И полисмен повел его в участок, похожий не то на шею жирафа, не то на хобот слона.
1959–1964
ОДНА АБСОЛЮТНО СЧАСТЛИВАЯ ДЕРЕВНЯ
Моей жене Ирине
1. Начало этой песни,
довольно-таки длинной, теряется в веках, но начинается на склоне высокого берега синей реки, около этого леса, под именно этим небом. Царица-матушка Елизавета Петровна, отменившая смертную казнь и тем зародившая в нашем отечестве интеллигенцию, повелела двум староверам, Михею и Фоме, здесь поселиться, и они поселились, срубили себе избы, завели жен и детей, дети их размножились, избы их тоже размножились, поля расширились, стада выросли. А над всем этим заведением, размножением, расширением и ростом двигалась история по своим железным законам, так что жители сначала были крепостными и земли не имели, потом стали свободными, однако с землей было по-прежнему плохо, потом стали еще более свободными и получили земли в изобилии, после чего они достигли вершины исторического развития и по сей день пребывают в колхозах. Но не про историю тут речь.
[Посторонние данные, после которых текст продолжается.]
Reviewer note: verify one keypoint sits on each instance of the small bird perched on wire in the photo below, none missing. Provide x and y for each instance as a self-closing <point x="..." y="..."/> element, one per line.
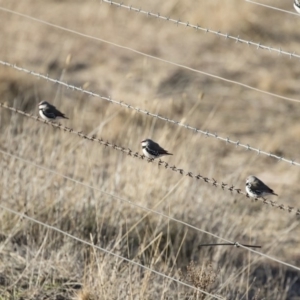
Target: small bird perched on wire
<point x="256" y="188"/>
<point x="153" y="150"/>
<point x="297" y="5"/>
<point x="49" y="112"/>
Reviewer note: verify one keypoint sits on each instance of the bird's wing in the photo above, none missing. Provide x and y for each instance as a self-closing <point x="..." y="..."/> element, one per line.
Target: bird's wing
<point x="152" y="151"/>
<point x="58" y="113"/>
<point x="49" y="113"/>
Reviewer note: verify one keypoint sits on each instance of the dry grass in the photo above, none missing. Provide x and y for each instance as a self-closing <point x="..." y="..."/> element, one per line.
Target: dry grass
<point x="37" y="263"/>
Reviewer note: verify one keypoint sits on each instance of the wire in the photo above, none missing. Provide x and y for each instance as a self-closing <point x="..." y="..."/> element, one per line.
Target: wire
<point x="107" y="251"/>
<point x="272" y="7"/>
<point x="159" y="162"/>
<point x="143" y="111"/>
<point x="150" y="210"/>
<point x="157" y="58"/>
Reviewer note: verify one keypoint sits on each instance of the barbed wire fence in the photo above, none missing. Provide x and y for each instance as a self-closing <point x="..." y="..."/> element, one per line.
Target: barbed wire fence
<point x="273" y="7"/>
<point x="206" y="133"/>
<point x="211" y="181"/>
<point x="200" y="28"/>
<point x="53" y="228"/>
<point x="150" y="210"/>
<point x="151" y="56"/>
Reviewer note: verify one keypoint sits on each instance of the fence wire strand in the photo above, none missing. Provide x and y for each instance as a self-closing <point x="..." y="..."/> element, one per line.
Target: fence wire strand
<point x="108" y="251"/>
<point x="206" y="133"/>
<point x="150" y="56"/>
<point x="274" y="8"/>
<point x="159" y="162"/>
<point x="236" y="244"/>
<point x="206" y="30"/>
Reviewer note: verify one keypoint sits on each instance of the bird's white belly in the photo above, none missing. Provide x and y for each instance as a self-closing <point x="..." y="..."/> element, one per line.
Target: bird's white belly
<point x="43" y="116"/>
<point x="250" y="193"/>
<point x="147" y="154"/>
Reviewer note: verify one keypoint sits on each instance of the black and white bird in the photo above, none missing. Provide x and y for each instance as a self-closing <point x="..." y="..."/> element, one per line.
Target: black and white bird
<point x="153" y="150"/>
<point x="256" y="188"/>
<point x="49" y="112"/>
<point x="297" y="6"/>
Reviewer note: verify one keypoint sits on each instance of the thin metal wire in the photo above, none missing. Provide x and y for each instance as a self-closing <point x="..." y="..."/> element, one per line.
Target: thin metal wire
<point x="107" y="251"/>
<point x="150" y="56"/>
<point x="228" y="242"/>
<point x="159" y="162"/>
<point x="206" y="30"/>
<point x="147" y="113"/>
<point x="273" y="7"/>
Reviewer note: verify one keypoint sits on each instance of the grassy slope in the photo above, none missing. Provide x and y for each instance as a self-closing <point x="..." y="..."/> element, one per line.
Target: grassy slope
<point x="37" y="262"/>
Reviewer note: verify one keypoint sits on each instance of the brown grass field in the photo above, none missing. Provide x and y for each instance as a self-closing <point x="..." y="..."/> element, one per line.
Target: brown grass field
<point x="37" y="262"/>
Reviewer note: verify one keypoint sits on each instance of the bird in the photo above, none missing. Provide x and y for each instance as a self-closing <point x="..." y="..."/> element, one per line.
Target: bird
<point x="297" y="5"/>
<point x="49" y="112"/>
<point x="256" y="188"/>
<point x="153" y="150"/>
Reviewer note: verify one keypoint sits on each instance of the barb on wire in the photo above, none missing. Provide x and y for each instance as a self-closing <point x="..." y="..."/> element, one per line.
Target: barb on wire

Сначала про корову.
Корова жрет чертополох нежными губами, мудро давая молоко для народа.
Корова похожа на деревню.
Ее величество корова сидела веками за прялкой, стояла пожизненно под ружьем от Полтавы до Шипки, только корона у коровы не на голове, а на животе и называется вымя.
У деревни корона тоже на животе.
Из труб городских не льется молоко, никакое заседание не даст сметаны, и жрать на асфальте корове нечего.
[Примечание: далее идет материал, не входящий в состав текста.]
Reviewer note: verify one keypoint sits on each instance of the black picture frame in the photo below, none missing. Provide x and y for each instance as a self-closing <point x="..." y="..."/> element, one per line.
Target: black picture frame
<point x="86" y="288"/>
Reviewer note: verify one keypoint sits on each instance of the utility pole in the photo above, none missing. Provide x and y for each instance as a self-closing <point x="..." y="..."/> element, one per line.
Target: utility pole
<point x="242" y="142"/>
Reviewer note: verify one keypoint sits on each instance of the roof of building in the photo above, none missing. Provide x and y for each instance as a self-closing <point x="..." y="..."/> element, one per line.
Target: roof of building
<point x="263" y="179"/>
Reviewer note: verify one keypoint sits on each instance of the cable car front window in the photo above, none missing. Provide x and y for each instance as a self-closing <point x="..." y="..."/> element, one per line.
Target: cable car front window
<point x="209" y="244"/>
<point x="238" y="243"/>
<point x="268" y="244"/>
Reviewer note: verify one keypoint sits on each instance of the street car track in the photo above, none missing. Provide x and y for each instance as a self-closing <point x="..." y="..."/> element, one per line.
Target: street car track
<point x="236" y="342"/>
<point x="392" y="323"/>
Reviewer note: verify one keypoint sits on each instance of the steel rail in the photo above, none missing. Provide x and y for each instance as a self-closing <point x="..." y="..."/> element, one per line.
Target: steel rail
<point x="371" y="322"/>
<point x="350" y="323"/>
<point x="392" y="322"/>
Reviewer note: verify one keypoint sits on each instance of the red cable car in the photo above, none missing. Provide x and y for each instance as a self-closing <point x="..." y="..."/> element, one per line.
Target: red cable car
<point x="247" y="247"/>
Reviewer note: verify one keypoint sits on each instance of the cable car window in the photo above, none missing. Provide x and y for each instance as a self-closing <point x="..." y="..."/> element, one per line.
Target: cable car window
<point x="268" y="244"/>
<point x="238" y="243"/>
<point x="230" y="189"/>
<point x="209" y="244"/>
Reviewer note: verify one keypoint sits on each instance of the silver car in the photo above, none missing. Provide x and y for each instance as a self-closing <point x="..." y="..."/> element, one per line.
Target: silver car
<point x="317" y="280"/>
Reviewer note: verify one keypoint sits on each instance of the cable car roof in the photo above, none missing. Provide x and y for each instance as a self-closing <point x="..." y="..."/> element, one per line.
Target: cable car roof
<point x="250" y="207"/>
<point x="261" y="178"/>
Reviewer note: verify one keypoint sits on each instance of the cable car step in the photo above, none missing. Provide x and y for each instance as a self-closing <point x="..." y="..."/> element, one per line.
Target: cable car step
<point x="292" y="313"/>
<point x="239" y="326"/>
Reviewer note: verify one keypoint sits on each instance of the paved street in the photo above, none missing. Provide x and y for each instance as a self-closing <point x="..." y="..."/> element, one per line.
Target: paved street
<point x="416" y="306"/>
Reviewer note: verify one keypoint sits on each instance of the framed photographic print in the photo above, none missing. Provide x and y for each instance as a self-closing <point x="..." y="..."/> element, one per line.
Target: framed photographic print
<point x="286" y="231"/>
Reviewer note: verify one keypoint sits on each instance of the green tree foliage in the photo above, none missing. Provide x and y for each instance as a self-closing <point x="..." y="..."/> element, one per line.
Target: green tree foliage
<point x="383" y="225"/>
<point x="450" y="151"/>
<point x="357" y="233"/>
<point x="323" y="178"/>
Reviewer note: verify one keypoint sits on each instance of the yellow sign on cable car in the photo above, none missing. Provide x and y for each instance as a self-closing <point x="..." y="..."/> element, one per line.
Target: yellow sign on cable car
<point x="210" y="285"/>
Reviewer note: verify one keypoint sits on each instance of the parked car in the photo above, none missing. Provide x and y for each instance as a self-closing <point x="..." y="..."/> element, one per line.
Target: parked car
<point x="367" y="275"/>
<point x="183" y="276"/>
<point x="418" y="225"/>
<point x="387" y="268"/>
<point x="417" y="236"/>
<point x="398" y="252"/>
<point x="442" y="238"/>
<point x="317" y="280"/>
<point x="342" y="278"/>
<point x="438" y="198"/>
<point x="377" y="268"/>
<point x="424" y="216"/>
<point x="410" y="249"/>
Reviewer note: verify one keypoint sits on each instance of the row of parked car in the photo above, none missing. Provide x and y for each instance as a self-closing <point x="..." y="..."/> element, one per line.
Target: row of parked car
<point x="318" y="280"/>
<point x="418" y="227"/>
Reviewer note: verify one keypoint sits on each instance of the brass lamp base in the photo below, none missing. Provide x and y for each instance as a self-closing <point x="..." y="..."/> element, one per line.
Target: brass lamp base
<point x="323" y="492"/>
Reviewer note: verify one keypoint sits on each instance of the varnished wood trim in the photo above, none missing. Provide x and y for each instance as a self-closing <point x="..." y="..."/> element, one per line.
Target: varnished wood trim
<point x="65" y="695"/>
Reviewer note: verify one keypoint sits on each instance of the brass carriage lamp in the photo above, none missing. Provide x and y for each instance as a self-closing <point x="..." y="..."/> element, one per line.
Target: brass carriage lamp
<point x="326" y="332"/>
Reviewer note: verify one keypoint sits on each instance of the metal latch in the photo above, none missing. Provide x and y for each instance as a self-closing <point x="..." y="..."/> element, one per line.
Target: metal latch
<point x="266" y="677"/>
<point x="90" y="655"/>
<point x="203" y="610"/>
Корове вообще грустно, а тем более на асфальте.
Назвать женщину коровой – высшая похвала, но не в нашей стране, а в Индии. Потому что там у мужчин независимый темперамент.
– Мы имеем вымпел на Луне, а покоса там нет – грунт не тот, – объяснил соседу Постаногов, когда они думали вслух о жизни на других планетах.
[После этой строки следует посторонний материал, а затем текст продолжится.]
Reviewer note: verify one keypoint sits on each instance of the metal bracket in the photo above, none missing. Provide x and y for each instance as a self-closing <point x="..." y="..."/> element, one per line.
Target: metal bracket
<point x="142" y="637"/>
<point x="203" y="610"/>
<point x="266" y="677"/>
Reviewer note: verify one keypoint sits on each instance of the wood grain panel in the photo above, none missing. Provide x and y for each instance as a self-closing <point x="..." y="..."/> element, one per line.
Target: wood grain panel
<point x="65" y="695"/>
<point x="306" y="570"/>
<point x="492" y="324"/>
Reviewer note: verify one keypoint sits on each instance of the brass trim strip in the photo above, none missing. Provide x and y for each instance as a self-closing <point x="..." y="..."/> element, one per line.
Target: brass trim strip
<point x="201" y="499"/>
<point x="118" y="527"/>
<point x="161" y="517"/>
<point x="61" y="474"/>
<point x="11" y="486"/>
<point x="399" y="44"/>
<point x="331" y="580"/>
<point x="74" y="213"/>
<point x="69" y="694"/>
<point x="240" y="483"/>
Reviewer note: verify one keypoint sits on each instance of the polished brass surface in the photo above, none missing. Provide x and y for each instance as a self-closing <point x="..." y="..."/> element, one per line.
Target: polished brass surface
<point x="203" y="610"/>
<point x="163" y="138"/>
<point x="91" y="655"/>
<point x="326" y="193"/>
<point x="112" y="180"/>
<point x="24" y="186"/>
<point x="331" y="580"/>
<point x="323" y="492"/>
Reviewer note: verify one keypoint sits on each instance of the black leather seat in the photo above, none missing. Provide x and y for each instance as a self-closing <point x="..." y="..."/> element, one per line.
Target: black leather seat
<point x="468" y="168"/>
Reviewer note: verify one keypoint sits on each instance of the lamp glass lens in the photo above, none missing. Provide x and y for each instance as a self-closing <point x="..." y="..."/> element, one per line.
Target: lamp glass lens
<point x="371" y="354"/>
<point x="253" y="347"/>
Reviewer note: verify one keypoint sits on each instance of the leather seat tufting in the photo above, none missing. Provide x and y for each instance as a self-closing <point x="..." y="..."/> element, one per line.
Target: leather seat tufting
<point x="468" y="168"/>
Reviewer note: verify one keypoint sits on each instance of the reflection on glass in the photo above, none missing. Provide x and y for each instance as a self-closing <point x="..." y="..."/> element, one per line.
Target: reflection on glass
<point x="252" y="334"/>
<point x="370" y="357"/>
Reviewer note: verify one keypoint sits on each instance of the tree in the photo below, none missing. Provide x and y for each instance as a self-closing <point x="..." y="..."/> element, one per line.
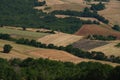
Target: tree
<point x="7" y="48"/>
<point x="115" y="74"/>
<point x="116" y="27"/>
<point x="23" y="28"/>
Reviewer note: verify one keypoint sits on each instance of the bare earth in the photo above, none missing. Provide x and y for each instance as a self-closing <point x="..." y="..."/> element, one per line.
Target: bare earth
<point x="22" y="52"/>
<point x="112" y="12"/>
<point x="109" y="49"/>
<point x="86" y="44"/>
<point x="63" y="5"/>
<point x="86" y="30"/>
<point x="60" y="39"/>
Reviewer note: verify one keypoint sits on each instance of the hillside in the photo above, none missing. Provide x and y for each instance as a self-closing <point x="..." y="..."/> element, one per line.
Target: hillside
<point x="63" y="5"/>
<point x="23" y="52"/>
<point x="98" y="30"/>
<point x="60" y="39"/>
<point x="109" y="49"/>
<point x="112" y="12"/>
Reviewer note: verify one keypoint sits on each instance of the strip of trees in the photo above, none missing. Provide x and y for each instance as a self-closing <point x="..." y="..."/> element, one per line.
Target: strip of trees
<point x="44" y="69"/>
<point x="97" y="7"/>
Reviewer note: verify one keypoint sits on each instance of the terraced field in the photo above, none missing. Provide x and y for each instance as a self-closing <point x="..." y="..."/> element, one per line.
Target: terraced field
<point x="86" y="30"/>
<point x="22" y="52"/>
<point x="109" y="49"/>
<point x="85" y="44"/>
<point x="60" y="39"/>
<point x="22" y="34"/>
<point x="112" y="12"/>
<point x="64" y="5"/>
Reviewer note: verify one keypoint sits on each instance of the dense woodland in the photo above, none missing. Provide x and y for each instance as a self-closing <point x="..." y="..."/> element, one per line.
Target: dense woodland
<point x="21" y="13"/>
<point x="116" y="27"/>
<point x="44" y="69"/>
<point x="69" y="48"/>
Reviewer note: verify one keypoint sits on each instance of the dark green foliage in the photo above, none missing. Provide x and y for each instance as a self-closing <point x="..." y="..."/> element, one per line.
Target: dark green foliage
<point x="102" y="0"/>
<point x="44" y="69"/>
<point x="115" y="74"/>
<point x="7" y="48"/>
<point x="100" y="37"/>
<point x="97" y="7"/>
<point x="116" y="27"/>
<point x="4" y="36"/>
<point x="118" y="45"/>
<point x="36" y="3"/>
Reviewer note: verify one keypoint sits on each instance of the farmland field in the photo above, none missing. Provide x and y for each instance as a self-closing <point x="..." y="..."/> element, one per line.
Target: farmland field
<point x="22" y="52"/>
<point x="22" y="34"/>
<point x="88" y="44"/>
<point x="86" y="30"/>
<point x="60" y="39"/>
<point x="109" y="49"/>
<point x="64" y="5"/>
<point x="112" y="12"/>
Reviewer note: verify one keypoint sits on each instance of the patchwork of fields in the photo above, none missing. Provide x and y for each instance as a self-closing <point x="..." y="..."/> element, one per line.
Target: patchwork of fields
<point x="22" y="34"/>
<point x="60" y="39"/>
<point x="22" y="52"/>
<point x="98" y="30"/>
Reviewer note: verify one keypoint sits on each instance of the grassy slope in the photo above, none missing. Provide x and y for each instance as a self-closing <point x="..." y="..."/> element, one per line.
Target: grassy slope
<point x="109" y="49"/>
<point x="22" y="34"/>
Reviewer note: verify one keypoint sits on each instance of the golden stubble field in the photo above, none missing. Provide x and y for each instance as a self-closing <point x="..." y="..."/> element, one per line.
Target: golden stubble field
<point x="22" y="52"/>
<point x="109" y="49"/>
<point x="60" y="39"/>
<point x="63" y="5"/>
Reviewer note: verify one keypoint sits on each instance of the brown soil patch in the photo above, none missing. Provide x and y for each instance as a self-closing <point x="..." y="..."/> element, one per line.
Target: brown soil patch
<point x="86" y="30"/>
<point x="22" y="52"/>
<point x="60" y="39"/>
<point x="109" y="49"/>
<point x="112" y="12"/>
<point x="88" y="44"/>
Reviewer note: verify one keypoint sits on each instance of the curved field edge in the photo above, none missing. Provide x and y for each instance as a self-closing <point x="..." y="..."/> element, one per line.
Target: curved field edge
<point x="22" y="34"/>
<point x="86" y="30"/>
<point x="60" y="39"/>
<point x="109" y="49"/>
<point x="23" y="52"/>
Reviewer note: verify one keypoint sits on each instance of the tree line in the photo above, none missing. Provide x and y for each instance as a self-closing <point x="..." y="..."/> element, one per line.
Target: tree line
<point x="97" y="7"/>
<point x="45" y="69"/>
<point x="75" y="51"/>
<point x="21" y="13"/>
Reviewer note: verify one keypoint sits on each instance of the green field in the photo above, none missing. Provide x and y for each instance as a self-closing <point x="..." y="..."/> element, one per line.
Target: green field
<point x="22" y="34"/>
– Совершенная целина там, надо представлять, – размышлял сосед.
– Богатая целина, – сказал Постаногов. – Начальство все предвидит.
– И не говори, – громко подумал сосед. – Вот опять, значит, корову иметь разрешили. Если что запретят, то потом обязательно разрешат, как же иначе.
– Терпеть не могу, когда человек суетится, – сказал Постаногов. – Глаза вытаращит, руки-ноги дергаются! Не человек, а какая-то жужелица получается.
– Почему это я жужелица? – обиделся сосед вслух.
– А кто же? – спросил Постаногов. – Тут все продумать надо, а ты: «корова! корова!»
– А что тут думать, – сказал сосед. – Корова – она и есть корова.
– Начальство все предвидит, – сказал Постаногов.
– Я уже привык, что предвидит, – снова обиделся сосед.
– Вот и не суетись со своей коровой! – сказал Постаногов.
– Нет у меня никакой коровы! – рассердился сосед. – Тридцать лет уже не имею никакой коровы!
– Твоя корова за тридцать лет знаешь сколько хлеба съела бы? – сказал Постаногов. – А мы травой кормись? Нет, не люблю я, когда человек суетится, не по плану живет.
– Почему это не по плану? – спросил сосед.
– А как же, – сказал Постаногов. – Вот через десять лет ты что, например, будешь делать?
– Это невозможно сказать, – сказал сосед.
– Вот и не имеешь плана, – развел руками Постаногов. – Так что зачем тебе корова?
– Какая корова? – спросил сосед.
– Вот которой нет у тебя, – сказал Постаногов.
– Ни к чему мне корова, которой у меня нет, – сказал сосед.
– Вот и не пускайся на хитрости, – сказал Постаногов. – Спокойно живи.